Historical correlations

This tutorial on correlation was inspired by us joking about the relationship between changes in Bitcoin prices and the S&P 500 American stock index.

Preliminary instructions:

  1. Install Python. Pyenv is absolutely essential.
  2. It's best practice to create a Python virtual environment but the simplest way to install dependencies is to run pip install numpy pandas plotly.
  3. Download all historic data from Yahoo Finance for SPY and XLF, the S&P 500 ETF and the S&P Finance ETF (which tracks a subset of the whole S&P 500 index). Yahoo will let you download a CSV file containing data since the 1990s.

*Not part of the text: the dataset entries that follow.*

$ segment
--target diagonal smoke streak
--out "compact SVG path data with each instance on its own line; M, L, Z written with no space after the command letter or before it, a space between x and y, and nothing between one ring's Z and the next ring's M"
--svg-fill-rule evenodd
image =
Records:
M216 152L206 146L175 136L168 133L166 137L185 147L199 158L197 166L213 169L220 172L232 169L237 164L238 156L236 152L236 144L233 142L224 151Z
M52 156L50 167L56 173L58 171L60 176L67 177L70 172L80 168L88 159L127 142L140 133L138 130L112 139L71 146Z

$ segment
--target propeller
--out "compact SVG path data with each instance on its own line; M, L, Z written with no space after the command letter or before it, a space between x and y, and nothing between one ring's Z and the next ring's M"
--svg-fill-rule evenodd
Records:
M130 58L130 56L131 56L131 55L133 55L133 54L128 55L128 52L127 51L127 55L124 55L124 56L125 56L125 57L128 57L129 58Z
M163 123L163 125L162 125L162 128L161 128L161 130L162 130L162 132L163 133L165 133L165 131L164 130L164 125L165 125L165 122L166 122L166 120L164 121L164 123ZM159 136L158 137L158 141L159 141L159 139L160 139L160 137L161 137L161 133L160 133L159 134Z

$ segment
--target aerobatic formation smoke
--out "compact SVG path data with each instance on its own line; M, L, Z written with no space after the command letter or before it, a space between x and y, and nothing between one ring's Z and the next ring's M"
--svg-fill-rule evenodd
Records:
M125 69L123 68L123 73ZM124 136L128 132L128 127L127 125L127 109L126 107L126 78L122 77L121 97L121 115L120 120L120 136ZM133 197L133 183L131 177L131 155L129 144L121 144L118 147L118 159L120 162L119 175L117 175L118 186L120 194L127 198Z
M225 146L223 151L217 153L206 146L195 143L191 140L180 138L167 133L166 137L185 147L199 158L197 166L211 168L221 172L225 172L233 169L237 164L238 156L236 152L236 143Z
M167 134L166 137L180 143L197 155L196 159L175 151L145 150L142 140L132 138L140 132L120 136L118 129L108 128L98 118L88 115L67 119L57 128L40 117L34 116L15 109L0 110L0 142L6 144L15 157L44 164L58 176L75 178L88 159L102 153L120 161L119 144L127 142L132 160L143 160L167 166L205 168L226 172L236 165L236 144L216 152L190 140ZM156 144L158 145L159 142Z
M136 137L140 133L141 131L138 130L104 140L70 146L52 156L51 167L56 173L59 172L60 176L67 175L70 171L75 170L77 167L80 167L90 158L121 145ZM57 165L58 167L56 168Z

Contact Ahmed Fasih. Open an issue on GitHub.

Lets use Pandas, which is a big but very well-designed and well-documented library, to load the two spreadsheets, merge them, and save their one-day percent change in a dataframe called df under df.spy1 and df.xlf.

In [1]:
import pandas as pd

spy = pd.read_csv('SPY.csv', parse_dates=['Date'])
xlf = pd.read_csv('XLF.csv', parse_dates=['Date'])

xlf['xlf'] = xlf['Close']
spy['spy'] = spy['Close']

xlf = xlf.loc[:, ['Date', 'xlf']]
spy = spy.loc[:, ['Date', 'spy']]

xlf = xlf.set_index('Date')
spy = spy.set_index('Date')

df = pd.concat([spy, xlf], axis=1).dropna()
df['spy1'] = df.spy.pct_change()*100
df['xlf1'] = df.xlf.pct_change()*100

Let's look at the two time series (i.e., vectors of data). I like Plotly because it outputs interactive graphs for the browser, unlike dead pixels output by Matplotlib.

In [2]:
import plotly.graph_objects as go
from plotly.subplots import make_subplots

fig = make_subplots(specs=[[{"secondary_y": True}]])
fig.add_trace(go.Scatter(x=df.index, y=df.spy, name='SPY', line=dict(width=4)))
fig.add_trace(go.Scatter(x=df.index, y=df.xlf, name='XLF'), secondary_y=True)
fig.update_layout(title_text='SPY (left) and XLF (right), {} to {} (data: Yahoo Finance)'.format(str(df.index[0])[:10], str(df.index[-1])[:10]))
fig.update_xaxes(title_text="Date")
fig.update_yaxes(title_text="SPY", secondary_y=False)
fig.update_yaxes(title_text="XLF", secondary_y=True)
fig.update_layout(hovermode="x")
fig.show()

Let's look at a scatter plot of the one-day percent returns of SPY and XLF (for the dates where we have prices for both).

In [3]:
fig = go.Figure(data=[go.Scatter(
    x=df.spy1,
    y=df.xlf1,
    mode='markers',
    marker=dict(
        color=list(map(lambda x: x.year + x.month/12, df.index.to_pydatetime())),
        colorscale='Viridis',
        showscale=True
    ),
    hovertemplate = 'SPY: %{x:.2f}%, XLF: %{y:.2f}%<br>(%{text})',
    text=df.index,
)])
fig.update_layout(
    title='{} to {} (data: Yahoo Finance)'.format(str(df.index[0])[:10], str(df.index[-1])[:10]),
    xaxis_title="SPY 1 day % change",
    yaxis_title="XLF 1 day % change",
)
fig.show()

Correlation quantifies the perfection of the linear relationship between two series of numbers. A scatter plot of two perfectly correlated variables would show a straight line (the slope doesn't matter).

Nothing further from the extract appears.